Trash bags are sold in single packages, requiring individuals to purchase more than one box at a time if they wish to outfit their entire home with different sizes. Having multiple, separate packages causes clutter and frustration in the home where storage is limited. The packages in which trash bags are stored are notoriously difficult to keep under control when trying to grab just one bag.
Dispensing of the bag was a large issue for our users
This innital survey I conducted helped determine how large the product could be made to maximize convenience and minimize its footprint.
To generate solutions for these problems, I began to understand our main insights and brainstormed some possible solutions to identify different ways this could be resolved.
Lack of Variety
Trash bag packages remain an item that must be purchased separately to attain every size necessary in a household.
Trash bag packaging remains relatively simple, a borderline tissue box for trash bags. It serves no extra purpose. This feels like a missed opportunity.
This first idea came in the form of vertically stacked bags in a tower form. The product designer I was working with made me aware of the materials which egg-carts used to keep eggs in place. This was utilized to maintain internal rigidity.

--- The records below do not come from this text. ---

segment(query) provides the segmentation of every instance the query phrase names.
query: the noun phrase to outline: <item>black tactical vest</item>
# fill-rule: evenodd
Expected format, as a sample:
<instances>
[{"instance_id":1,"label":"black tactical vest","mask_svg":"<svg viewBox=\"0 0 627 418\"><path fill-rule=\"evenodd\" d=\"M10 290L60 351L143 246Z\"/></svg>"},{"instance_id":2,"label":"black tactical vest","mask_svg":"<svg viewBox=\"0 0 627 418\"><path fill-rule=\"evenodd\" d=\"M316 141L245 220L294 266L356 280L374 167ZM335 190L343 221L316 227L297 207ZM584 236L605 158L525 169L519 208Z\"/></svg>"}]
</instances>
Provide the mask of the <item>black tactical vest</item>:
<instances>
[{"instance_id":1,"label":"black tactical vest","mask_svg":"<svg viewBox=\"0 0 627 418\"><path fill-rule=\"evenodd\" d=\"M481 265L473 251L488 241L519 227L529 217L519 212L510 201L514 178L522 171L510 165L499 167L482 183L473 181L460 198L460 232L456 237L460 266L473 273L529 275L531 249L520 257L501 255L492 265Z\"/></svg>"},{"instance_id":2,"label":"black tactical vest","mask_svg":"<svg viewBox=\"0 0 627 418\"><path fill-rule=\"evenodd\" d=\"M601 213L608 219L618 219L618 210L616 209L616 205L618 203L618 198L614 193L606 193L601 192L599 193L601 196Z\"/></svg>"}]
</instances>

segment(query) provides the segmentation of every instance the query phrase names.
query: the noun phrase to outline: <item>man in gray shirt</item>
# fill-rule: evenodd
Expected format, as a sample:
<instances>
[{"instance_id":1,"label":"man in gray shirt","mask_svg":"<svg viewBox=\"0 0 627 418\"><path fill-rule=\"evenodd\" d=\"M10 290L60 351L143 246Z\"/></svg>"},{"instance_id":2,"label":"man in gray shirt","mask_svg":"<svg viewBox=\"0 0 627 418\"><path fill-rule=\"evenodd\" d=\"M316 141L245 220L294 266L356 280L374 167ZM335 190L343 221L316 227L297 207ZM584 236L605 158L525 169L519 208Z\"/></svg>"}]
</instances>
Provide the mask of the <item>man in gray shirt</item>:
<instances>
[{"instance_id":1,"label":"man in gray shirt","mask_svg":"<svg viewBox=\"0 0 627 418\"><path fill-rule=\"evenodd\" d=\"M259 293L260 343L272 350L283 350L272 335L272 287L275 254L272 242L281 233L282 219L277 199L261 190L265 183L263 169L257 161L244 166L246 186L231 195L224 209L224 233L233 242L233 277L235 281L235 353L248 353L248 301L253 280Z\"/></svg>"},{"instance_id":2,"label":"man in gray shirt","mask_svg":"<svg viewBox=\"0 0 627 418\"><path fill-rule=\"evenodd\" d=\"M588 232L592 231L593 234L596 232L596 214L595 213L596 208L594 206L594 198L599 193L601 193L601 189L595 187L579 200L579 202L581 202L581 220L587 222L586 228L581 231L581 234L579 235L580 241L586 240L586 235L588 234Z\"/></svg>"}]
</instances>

The next concept changed the layout of bag receptacles significantly. It maintaines the dimensional effectiveness of our first concept.
testing on real people
Some of our main issues were solved with these two solutions, such as our problems with dispensing the bags, and having to sort through several boxes.
However, a new problem presented it self with users wanting to be able to refill the bags.
refill the box
Side Flap Design
Taking queues from cereal boxes, we implemented a side flap into our package. For a side flap to work properly, the reenforcement material had to be shifted to one side to enable customers to retrieve the bags and not have to remove a support insert in the process.
Building The Flap
We constructed a prototype with the flap to study how effectively users were able to operate it and refill the bags. It was immediately obvious that its likeness to a cereal box was a familiarity users took advantage of.
In keeping with Glads current branding system for their trash bags, we kept the on-box information the same so customers could scan the package for their same informati on they have used when shopping before.
Our proposed solution would involve combining the most popular types and sizes of trash bags purchased together into one package. The goal of a single package is to eliminate clutter and provide an easier dispensing experience when refilling multiple bags at a time.
We believe a worthwhile exploration into ergonomics and handling could shed light on the experience customers have while refiling the trash bags. Several consumers pointed out how nice it was to be able to fill everything at once. What if we promoted this activity? Would handles or other niceties compel users to complete the task of filling trash bags faster and get back to their daily activities?
A very time consuming, yet potentially beneficial area we considered while producing this package was the method which the rolls were constructed. Is a roll the most effective way to put trash bags into a container? Would a flat stack, similar to tissue boxes be better?